Inspiration and Explanation

The song's title is similar to that of Robert A. Heinlein's 1949 science fiction novella The Man Who Sold the Moon, with which Bowie was familiar. However, the song has no similarities to the story in the book. The persona in the song has an encounter with a kind of doppelgänger, as suggested in the second chorus where "I never lost control" is replaced with "We never lost control". Beyond this, the episode is unexplained: as James E. Perone wrote,

Bowie encounters the title character, but it is not clear just what the phrase means, or exactly who this man is. … The main thing that the song does is to paint — however elusively — the title character as another example of the societal outcasts who populate the album.

In common with a number of tracks on the album, the song's themes have been compared to the horror-fantasy works of H. P. Lovecraft. The lyrics are also cited as reflecting Bowie's concerns with splintered or multiple personalities, and are believed to have been partially inspired by the poem "Antigonish" by William Hughes Mearns:

Last night I saw upon the stair

A little man who wasn’t there
He wasn’t there again today
Oh, how I wish he’d go away…

In the BBC Radio 1 special programme "ChangesNowBowie", broadcast on 8 January 1997, Bowie was interviewed by Marianne Hobbs and was asked about the song. Bowie commented: "I guess I wrote it because there was a part of myself that I was looking for.

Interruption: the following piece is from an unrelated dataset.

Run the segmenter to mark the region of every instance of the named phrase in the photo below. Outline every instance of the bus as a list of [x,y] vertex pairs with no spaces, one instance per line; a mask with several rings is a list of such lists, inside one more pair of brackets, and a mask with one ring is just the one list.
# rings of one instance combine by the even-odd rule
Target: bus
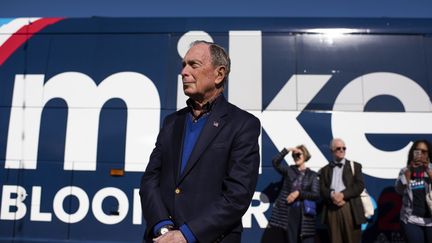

Maybe now that I feel more comfortable with the way that I live my life and my mental state (laughs) and my spiritual state whatever, maybe I feel there's some kind of unity now. That song for me always exemplified kind of how you feel when you're young, when you that there's a piece of yourself that you haven't really put together yet. You have this great searching, this great need to find out who you really are."